Forty-One


On Father’s Day, one of my gifts was a few hours of down time and solitude, something that particularly recharges my personal batteries. As part of that down time, I watched one of my favorite all-time movies, “Ben-Hur“. The 1959 film went on to win eleven Academy Awards, which has only been equaled by two other films, “Titanic” and “The Lord of the Rings: The Return of the King”.

The most famous  scene in the movie is that of the violent chariot race near the very end of the movie in which Judah Ben-Hur triumphs over his childhood friend turned enemy, Messala, who dies afterward  from injuries sustained in the race. This time through, however, the scene that stood out to me the most was one I had noticed before but, honestly, hadn’t thought much of. The scene comes during the middle of the movie.

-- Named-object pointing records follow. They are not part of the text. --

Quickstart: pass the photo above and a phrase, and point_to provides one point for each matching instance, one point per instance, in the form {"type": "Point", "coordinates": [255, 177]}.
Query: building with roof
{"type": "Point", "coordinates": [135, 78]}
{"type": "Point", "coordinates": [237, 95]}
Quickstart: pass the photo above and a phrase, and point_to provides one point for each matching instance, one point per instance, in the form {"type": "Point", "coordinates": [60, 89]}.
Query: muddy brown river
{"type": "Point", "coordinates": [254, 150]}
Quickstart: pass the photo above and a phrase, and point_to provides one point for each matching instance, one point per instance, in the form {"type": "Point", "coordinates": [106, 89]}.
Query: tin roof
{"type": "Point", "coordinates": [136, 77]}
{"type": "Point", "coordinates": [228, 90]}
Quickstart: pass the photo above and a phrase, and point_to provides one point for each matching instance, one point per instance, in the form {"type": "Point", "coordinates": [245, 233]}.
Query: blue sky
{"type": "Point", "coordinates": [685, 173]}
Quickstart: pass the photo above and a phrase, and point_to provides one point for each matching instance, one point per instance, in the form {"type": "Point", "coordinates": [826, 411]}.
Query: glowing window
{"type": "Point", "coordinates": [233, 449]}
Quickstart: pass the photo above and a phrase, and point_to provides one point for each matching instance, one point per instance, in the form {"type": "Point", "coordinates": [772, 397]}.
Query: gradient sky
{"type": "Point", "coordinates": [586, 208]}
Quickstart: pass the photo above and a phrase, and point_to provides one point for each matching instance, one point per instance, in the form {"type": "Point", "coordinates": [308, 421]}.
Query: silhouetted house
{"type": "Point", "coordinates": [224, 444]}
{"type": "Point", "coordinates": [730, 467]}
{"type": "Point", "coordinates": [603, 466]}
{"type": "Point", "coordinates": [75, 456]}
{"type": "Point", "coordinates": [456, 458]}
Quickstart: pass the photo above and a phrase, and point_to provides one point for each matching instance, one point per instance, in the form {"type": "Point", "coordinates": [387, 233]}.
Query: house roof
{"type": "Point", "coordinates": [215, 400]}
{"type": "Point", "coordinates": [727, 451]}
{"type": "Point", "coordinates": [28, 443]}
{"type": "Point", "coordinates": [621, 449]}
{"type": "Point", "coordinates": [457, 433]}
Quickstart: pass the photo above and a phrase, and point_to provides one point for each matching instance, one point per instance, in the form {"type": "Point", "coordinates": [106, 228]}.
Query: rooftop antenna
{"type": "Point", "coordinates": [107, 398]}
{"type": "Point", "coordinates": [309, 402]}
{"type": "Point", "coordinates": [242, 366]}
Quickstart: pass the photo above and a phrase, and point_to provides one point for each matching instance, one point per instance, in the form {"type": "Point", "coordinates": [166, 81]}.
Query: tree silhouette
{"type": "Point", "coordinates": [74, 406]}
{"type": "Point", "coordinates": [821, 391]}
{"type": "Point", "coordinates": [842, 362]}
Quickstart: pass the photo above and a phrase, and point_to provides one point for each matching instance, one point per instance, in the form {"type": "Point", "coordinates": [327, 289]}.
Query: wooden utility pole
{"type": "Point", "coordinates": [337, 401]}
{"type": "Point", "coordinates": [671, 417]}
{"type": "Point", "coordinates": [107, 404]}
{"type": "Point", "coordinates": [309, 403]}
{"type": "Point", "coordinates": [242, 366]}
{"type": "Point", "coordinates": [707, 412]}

Messala, as vengeance for Judah’s refusal to betray his people, assigned Judah to be a galley slave in the Roman navy. In this particular scene, Judah had already been serving in the galleys for over three years when he was assigned to the ship of Consul Quintus Arrias. As Arrias tests the slaves on his ship, Judah, referred to by Arrias as “Forty-One” wins his trust by his restraint and self-discipline. As the ship enters battle, Arrias orders all the slaves to be chained in preparation for battle, all that is except for Judah. During the battle, the ship is rammed by an enemy ship. As the enemies flood the ship and hand-to-hand combat commences, Arrias is knocked overboard in the scuffle. Judah jumps into the water and pulls Arrias to safety. They are later rescued by another ship in the fleet and find out that the Roman fleet had indeed been victorious.

As Arrias walks towards the back of the ship, he takes Judah with him and they begin to pass by the area where the galley slaves can be seen below, living out their miserable existence in monotony as they row away what little life they have left in them. Having been freed from his rowing duties by Arrias, Judah stops and gazes at them in their suffering, as if he longs for their freedom yet knowing that most of them will not survive.

This scene reminded me of what Jesus Christ has done for each and every one of us. He came to earth, lived as one of us, was tempted as we are tempted (Hebrews 4:15), yet was obedient to God the Father even to the point of giving up his own life in exchange for ours. Not only that but he proved his divinity by literally rising from the dead (Romans 10:9). That’s how he freed us from sin and its ultimate consequence, hell.

I pray that God’s Spirit will continually remind me that He’s freed me from the chain that kept me bound to the oar and, as Judah Ben-Hur looked down on those still afflicted and in chains longing for their freedom, that he would give me a heart ever-softening for those Christ is leading me to minister to. By God’s grace, I am no longer a “Forty-One”.